As promised, some further thoughts from my side on the recent release of novelties from Girard-Perregaux during the Geneva Watch Days. I actually do not consider the special Infinity Releases of Laureato, Vintage 1945 or 1966 as true novelties. So what is left? The “Free Bridge” is an overall new Reference and a new watch although it comes with some known elements. So let me share my impressions of this new release.
First of all, I would like to mention that I have not seen the watch “in the metal” so I can only form my opinion until now from photos and videos I have seen. Needless to say that all photos here are either official press release photos or have been published by others.
I will not make any difference between the regular Free Bridge and the Free Bridge Infinity Edition which essentially is the same watch with a more pronounced make-up (a bit of gold and a bit of onyx). GP Marketing stresses the point that the Free Bridge is a bridge between heritage and modern watch design with the intention to give an outlook what the brand will develop into in the future.

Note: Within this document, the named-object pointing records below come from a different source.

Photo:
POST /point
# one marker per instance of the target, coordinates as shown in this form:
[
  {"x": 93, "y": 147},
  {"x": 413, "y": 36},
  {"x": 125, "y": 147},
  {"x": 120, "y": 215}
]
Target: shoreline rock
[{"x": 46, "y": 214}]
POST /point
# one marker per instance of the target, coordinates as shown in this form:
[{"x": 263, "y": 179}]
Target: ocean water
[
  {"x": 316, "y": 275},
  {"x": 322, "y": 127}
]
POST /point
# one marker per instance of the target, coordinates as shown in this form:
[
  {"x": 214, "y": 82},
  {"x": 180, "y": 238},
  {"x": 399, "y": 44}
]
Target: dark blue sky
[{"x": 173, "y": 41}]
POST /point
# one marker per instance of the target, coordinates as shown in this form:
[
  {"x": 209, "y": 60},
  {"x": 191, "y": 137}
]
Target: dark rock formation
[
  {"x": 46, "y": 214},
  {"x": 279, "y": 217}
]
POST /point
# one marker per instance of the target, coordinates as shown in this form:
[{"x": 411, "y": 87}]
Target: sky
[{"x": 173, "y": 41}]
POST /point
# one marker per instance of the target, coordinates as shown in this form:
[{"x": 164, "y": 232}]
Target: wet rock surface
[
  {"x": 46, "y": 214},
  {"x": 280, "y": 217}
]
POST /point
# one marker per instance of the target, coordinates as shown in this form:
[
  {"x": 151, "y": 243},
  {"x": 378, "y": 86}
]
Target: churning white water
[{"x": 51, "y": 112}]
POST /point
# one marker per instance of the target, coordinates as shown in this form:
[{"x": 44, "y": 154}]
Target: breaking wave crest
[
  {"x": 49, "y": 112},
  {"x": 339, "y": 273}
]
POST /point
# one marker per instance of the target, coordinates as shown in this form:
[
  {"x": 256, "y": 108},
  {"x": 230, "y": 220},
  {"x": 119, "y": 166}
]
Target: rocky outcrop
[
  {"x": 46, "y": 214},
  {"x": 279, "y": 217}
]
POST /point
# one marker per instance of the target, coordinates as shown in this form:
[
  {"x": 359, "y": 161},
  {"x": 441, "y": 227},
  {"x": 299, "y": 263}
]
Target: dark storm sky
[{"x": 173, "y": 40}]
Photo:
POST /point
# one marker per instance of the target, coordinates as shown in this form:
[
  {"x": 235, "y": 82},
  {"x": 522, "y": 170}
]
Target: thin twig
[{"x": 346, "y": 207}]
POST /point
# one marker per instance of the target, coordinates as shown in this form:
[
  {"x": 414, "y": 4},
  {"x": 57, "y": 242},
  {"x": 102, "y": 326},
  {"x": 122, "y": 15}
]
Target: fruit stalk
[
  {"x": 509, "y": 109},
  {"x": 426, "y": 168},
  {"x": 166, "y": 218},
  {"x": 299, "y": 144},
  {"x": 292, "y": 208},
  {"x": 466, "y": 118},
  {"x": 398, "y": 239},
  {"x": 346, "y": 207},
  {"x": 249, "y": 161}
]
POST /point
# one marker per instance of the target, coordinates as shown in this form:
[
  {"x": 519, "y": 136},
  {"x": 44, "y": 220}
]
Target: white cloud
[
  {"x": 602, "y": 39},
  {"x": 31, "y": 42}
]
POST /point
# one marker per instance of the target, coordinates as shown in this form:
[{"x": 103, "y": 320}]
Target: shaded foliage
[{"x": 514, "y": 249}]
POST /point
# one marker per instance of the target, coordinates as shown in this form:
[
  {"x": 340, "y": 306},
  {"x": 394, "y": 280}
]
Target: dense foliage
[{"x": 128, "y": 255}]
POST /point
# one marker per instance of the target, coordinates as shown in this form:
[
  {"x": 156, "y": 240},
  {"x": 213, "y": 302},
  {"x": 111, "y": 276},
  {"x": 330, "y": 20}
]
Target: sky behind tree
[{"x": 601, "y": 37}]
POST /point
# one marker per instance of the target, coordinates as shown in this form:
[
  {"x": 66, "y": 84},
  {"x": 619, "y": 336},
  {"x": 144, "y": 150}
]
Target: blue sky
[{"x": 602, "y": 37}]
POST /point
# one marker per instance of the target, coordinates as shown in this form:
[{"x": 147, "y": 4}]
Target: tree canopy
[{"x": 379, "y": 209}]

Experimenting with new material and technologies is nothing new to GP. The silicon blade of the Constant Escapement (CE) or the bold bridge design you can find in the Neo-Tourbillon give evidence to that. In general, I do applaud that kind of innovation and development. However, the CE or Neo-Tourbillon have been niche products even within the already niche that GP is in overall. The main stable have been in recent years the Laureato, the 1966 and the Vintage 1945 collection (and of course the Cat’s Eye for the Ladies). That we have not seen any truly new releases within those collections however makes me worried and puts the release of the Free Bridge into a different light.
Perhaps, the Free Bridge design is not meant to be a niche within GP but is showing the overall direction GP wants to take? Where does that leave the classic collection?
When I saw the first snippets of the Free Bridge, I immediately associated it with the Neo-Bridge watch. The Neo-Bridge seems overall very similar in looks but is probably much more refined with its exclusively designed skeleton caliber with micro-rotor. I personally never got warm with the Neo-Bridges even it is a fascinating watch. I tend to prefer a watch with a solid dial and a more classic look over the skull-like appearance of the Neo-Bridges. If I would own a Neo-Bridges, I would always think “damn, I should have gotten a Neo-Tourbillon”.
The Free Bridge model takes a much easier route using the standard GP 01800 caliber, only exposing the balance wheel and a skeletonised main spring barrel. The vertical focus of the design makes it less interesting to look at with a lot of (black) empty space around the centre of the “dial”. While there is a lot of depth which is easily achieved with a skeleton design, it hasn’t got the same finesse as for example the Laureato Skeleton, which reveals much more of the inner workings of the GP Caliber GP01800.
I have voiced my opinion before that GP really needs to develop a new modern in-house caliber to stay on top of the game. Caliber GP01800 is not my favourite caliber. It still is a Jean Richard development from 2003 (JR1000). Adding a variable inertia balance wheel is a nice step forward but doesn’t cut it in my view.
Talking about the Balance Wheel. Variable Inertia is not new to GP either (of course) and the previously used Microvar Balance Wheel has been a great design, even more advanced and better than the Patek Gyromax in my point of view. In the Free Bridge, a Silicon based variable inertia balance wheel comes into use. While it may have some technical advantages, aesthetically, I very much prefer Gold as material. I may be more convinced when I can see the watch in the metal, but for now, it does not add value to me to make that change from Gold to Silicon. In fact, it looks quite odd.
Overall, the Free Bridge is very large with 44mm diameter (did we not just see a trend to smaller watches recently, is now everyone even Rolex going back to growth?). A number of design elements like the hands and the oversized “GP” logo can be called bold if you mean it well or less so some may say overdone. My initial impression that we are looking at some cross design between Ulysse Nardin and Girard-Perregaux is still present and it is not something I want to see as the future design theme of GP. It is hard to judge how well the Free Bridge will be received by the market, some initial reactions seem positive, but I had seen similar feedback on the Laureato Absolute and frankly, I don’t think they have made a lasting impression in Sales.
GP is coming to a junction and needs to decide which path to go. Getting closer in designs to UN or focussing more on classic watch designs such as the 1966 or Vintage 1945. If I were in charge, I’d know which direction I would take the manufacture. Financial success has to be the ultimate goal if GP wants to be present in the future. I still think the novelties are a missed opportunity especially given that other brands seem to not have any good ideas other than colouring their dials in candy colours. The Free Bridge will be more like an Indie watch, so niche-niche and I’m not sure that will bring in the needed revenue to maintain GP as a full-fledged manufacture.